While the review process and frequency depend on the objective and construction of the portfolio, it is recommended that diversified mutual fund portfolios be reviewed once a year at least.

The expense ratio is the industry term for fees charged by mutual funds for managing and investing your money. The expense ratio is expressed as a percentage (for example: 1%) and indicates the annual fee a mutual fund scheme will charge you as a percentage of your investment.

Yes, many mutual funds (especially equity funds) have exit load applicable for early exit (typically within 1 year of investment). The exit load varies across funds but is 1% for most equity funds.

Yes, mutual funds attract taxation on the capital gains they generate for you. The taxation is applicable on realized (booked) gains and not on notional gains. As of 2023, there are 3 types of taxation applicable on mutual funds depending on their domestic equity allocation: less than 35%, 35-65%, more than 65%.

If domestic equity allocation is less than 35% (examples - debt funds, international equity funds), capital gains are taxed at your marginal income tax rate, irrespective of the holding period.

If domestic equity allocation is 35-65% (examples - certain hybrid funds), short term capital gains (less than 3 years) are taxed at your marginal income tax rate.

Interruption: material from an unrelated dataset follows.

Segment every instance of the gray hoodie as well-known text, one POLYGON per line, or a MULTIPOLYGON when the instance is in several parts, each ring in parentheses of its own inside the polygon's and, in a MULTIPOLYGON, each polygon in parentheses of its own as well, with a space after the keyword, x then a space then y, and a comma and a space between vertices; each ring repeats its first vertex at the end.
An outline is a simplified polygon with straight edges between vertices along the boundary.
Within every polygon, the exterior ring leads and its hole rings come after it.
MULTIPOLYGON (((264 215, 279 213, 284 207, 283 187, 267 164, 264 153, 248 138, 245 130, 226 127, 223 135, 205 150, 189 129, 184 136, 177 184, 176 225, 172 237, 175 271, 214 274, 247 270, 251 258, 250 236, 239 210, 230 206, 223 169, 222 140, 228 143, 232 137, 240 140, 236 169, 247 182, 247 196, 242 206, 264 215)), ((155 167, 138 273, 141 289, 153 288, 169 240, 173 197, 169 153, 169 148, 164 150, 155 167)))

If the capital gains are more than 3 years old (long term capital gains), then the taxation is flat 20% with the benefit of indexation.

If domestic equity allocation is more than 65% (examples - equity funds), short term capital gains (less than 1 year) are taxed at flat 15%. If the capital gains are more than 1 year (long-term capital gains), then the taxation is flat 10% for capital gains in excess of Rs. 1 lakh

You can analyse as well as track your mutual fund portfolio on the Dezerv Wealth Monitor app. Download the Dezerv Wealth Monitor here.

Growth mutual fund schemes don’t return your money until you place a withdrawal or redemption order. All the profits and income generated by the underlying stocks and bonds in the form of dividends and interest are reinvested into the scheme. 

IDCW or Income Distribution cum Capital Withdrawal schemes pay out the income they generate to investors at their discretion.

Most mutual fund schemes offer growth as well as IDCW options. Learn more about IDCW vs Growth

You can invest in mutual fund schemes of your choice in one of two ways: SIP or lumpsum.

SIP or Systematic Investment Plan refers to investing a fixed amount in a mutual fund scheme regularly (mostly monthly). A SIP needs to be set up just once, and your money gets invested as per the rule of the SIP automatically until you cancel it.

Lumpsum investment method refers to making a non-recurring, one-time investment in a mutual fund scheme.

The SEBI (Securities Exchange Board of India) is the regulatory body for all entities associated with stocks, bonds and the capital market in general. The SEBI also regulates mutual funds in India with the objective of protecting mutual fund investors.